St George (April 24)
On this day, people take food to the village church for a shared picnic. An animal is slaughtered on this feast day.

4. The Reception of Mysteries (Sacraments)

Baptism and Confirmation

Baptism and Confirmation are administered to infants. They are usually administered after the Divine Liturgy on Sundays. Infants are baptised by both full immersion and pouring water over the head. After the child is taken out of the water a lighted candle (symbol of new faith) is given to a boy and girl to hold. A white garment is wrapped around the child. The child is then anointed with chrism on the forehead (Mystery of Chrismation).
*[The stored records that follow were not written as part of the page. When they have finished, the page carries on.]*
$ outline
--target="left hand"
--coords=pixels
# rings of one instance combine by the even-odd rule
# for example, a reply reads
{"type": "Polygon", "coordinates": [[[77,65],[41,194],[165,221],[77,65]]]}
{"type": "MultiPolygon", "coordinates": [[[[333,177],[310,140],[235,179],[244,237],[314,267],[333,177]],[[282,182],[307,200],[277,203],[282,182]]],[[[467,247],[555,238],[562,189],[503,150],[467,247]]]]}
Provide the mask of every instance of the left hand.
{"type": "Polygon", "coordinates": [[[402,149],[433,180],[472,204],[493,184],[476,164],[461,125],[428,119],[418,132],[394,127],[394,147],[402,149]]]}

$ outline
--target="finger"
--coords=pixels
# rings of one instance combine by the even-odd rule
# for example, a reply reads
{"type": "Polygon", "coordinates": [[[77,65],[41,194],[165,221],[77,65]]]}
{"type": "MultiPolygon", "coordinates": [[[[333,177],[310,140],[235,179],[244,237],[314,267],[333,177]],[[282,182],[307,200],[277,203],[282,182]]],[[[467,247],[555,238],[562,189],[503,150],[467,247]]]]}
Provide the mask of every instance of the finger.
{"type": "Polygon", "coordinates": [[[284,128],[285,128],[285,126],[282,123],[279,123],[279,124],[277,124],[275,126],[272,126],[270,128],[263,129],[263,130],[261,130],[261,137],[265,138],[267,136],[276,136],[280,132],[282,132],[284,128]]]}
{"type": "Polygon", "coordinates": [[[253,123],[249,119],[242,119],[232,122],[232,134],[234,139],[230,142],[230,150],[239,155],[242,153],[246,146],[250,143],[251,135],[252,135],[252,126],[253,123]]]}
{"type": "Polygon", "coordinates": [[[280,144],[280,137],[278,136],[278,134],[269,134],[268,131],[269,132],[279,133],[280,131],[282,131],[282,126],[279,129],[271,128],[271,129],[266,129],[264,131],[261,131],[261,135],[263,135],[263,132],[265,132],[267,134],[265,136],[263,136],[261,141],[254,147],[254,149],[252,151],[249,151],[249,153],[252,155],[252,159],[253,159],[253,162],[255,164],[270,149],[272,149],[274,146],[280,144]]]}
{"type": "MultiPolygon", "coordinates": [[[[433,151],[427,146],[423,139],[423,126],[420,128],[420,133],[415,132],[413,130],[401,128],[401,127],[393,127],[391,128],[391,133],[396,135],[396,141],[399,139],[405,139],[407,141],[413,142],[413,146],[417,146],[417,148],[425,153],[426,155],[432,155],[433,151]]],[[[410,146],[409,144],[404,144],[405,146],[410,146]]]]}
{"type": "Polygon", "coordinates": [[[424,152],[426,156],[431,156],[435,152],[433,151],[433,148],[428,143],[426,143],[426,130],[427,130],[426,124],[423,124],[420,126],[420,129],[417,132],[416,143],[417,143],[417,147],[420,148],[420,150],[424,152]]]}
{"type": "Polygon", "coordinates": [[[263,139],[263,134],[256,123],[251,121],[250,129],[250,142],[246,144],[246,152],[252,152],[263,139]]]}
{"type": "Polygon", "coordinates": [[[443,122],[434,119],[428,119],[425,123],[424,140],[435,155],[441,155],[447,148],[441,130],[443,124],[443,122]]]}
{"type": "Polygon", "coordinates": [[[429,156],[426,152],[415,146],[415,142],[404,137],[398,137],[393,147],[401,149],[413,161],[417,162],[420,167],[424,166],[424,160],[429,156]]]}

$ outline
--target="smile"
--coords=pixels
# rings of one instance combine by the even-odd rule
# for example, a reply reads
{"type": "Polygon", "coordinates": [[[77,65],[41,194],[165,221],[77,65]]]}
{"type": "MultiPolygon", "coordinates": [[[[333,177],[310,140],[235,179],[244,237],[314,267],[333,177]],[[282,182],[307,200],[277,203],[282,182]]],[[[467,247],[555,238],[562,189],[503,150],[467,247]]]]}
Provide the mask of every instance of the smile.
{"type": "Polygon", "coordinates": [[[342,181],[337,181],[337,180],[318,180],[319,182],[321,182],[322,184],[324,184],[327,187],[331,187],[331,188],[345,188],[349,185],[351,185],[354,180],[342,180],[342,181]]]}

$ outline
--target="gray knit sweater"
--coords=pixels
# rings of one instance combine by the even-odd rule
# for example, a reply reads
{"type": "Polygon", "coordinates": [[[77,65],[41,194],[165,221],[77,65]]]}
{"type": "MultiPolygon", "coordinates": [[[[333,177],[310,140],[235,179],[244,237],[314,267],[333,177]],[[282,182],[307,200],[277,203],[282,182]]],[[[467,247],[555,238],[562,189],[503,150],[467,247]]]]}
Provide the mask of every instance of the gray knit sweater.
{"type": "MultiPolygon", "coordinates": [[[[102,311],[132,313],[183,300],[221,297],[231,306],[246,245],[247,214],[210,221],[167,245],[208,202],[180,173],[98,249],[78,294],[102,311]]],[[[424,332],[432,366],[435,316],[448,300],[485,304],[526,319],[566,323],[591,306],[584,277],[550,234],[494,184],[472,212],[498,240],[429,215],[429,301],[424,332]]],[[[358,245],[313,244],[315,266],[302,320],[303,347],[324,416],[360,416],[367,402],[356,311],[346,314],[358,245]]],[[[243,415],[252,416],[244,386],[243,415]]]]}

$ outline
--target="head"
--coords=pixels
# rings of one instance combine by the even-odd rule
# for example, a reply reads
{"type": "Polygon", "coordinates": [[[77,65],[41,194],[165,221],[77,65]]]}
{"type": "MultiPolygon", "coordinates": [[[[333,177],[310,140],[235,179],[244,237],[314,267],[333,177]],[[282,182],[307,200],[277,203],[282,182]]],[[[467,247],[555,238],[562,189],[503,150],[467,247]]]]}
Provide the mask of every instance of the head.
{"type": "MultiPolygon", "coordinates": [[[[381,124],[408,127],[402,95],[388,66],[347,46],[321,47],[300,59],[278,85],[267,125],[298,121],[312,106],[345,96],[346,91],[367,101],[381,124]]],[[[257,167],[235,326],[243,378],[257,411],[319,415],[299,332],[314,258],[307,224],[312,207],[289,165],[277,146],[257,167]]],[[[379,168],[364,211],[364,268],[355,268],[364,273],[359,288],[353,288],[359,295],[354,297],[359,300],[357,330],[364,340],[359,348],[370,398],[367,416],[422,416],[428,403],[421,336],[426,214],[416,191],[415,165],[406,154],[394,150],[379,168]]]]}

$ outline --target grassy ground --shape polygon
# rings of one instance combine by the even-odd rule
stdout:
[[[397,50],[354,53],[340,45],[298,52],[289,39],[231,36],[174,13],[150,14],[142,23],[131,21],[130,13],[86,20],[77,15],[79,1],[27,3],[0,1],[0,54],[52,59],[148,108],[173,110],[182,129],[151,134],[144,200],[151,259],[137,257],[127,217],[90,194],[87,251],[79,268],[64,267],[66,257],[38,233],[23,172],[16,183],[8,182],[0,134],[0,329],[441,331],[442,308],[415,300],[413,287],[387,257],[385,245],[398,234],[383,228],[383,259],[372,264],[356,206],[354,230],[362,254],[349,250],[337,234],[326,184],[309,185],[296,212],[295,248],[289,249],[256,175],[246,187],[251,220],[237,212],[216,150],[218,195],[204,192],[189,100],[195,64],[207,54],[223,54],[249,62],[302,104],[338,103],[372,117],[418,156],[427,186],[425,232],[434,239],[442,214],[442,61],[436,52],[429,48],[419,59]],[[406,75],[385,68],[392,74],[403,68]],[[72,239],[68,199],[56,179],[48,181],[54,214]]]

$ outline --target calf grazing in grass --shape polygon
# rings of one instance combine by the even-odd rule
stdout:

After this anointing two white ribbons are tied around the left arm of the child and godparent. Parents choose one godparent of the same gender as the child. The ceremony concludes with a prayer for the child and a benediction for all those present.


Children make their first Confession between the ages 8–10 and always before receiving their first Communion. This mystery is made available every Sunday before the Divine Liturgy (in the church) or in the presbytery. The confessional is used in the church. The language used for this mystery is Aramaic, unless people request Arabic or English. The mystery is received between Palm Sunday and the Ascension, and again prior to Christmas and before the Epiphany (by Church regulation). Children have their own times to receive the mystery.


First Communion is administered to children around the age of 7 or 8 years.
Preparation courses are arranged at the church for the children. The role of the parents is to encourage and support their children. First Communion is seen as a community celebration. The host is dipped in the wine and placed on the tongue.

I’ve noticed the difference when I’ve gone to Church with my school. Chaldeans take Communion as both bread and wine. (John)


This mystery is not received during a Divine Liturgy unless the couple request this arrangement. Prior to the ceremony the couple are required to receive instruction and go to Confession and Communion.

During the ceremony vows are exchanged. Rings are exchanged by the priest, handing the ring to the groom to give to the bride, and vice versa. Two witnesses are required (usually the best man and bridesmaid). Readings for the ceremony are taken from St Paul’s letters and the Gospel of Matthew. These are chosen by the priest.

Holy Orders

The Chaldean Church (like the Coptic Church) has three orders of Deacon:

  1. Reader who reads the Old Testament reading and readings from the Acts of the Apostles, at the Divine Liturgy on Sundays and feast days;
  2. Sub-deacon who reads the letters of St Paul;
  3. Deacon (Evangelist) who reads the Gospels, baptises, gives Holy Communion, marries couples and conducts funerals. The deacon also accompanies the priest during the Divine Liturgy and recites all prayers with the priest, apart from the consecration and invocation of the Holy Spirit.

In addition, there are the orders of priest, bishop and patriarch. The ordination ceremony consists of the bishop laying his right hand on the head of the new priest, the placing of the Gospels in the hands of the priest to signify his work and role, an anointing with chrism on the priest’s forehead, and processions where the new priest is led by ordained priests around the altar. Vestments are handed to the bishop who then assists the new priest to vest. At the end of the ceremony the new priest kisses the hand of the bishop as a sign of the acceptance of his authority and receives a special blessing from the bishop.

Anointing of the Sick

This ceremony includes the recitation of Psalm 51, the Lord’s Prayer and an anointing with chrism of the eyes, mouth, ears, hands and feet of the person. There are many prayers said for the person and relatives. The mysteries of Confession and Communion are administered prior to this mystery if the person is well enough to receive these. If the person is near death then general absolution is given and special prayers are recited. Where possible the family is present at the anointing and they join in the recitation of the prayers.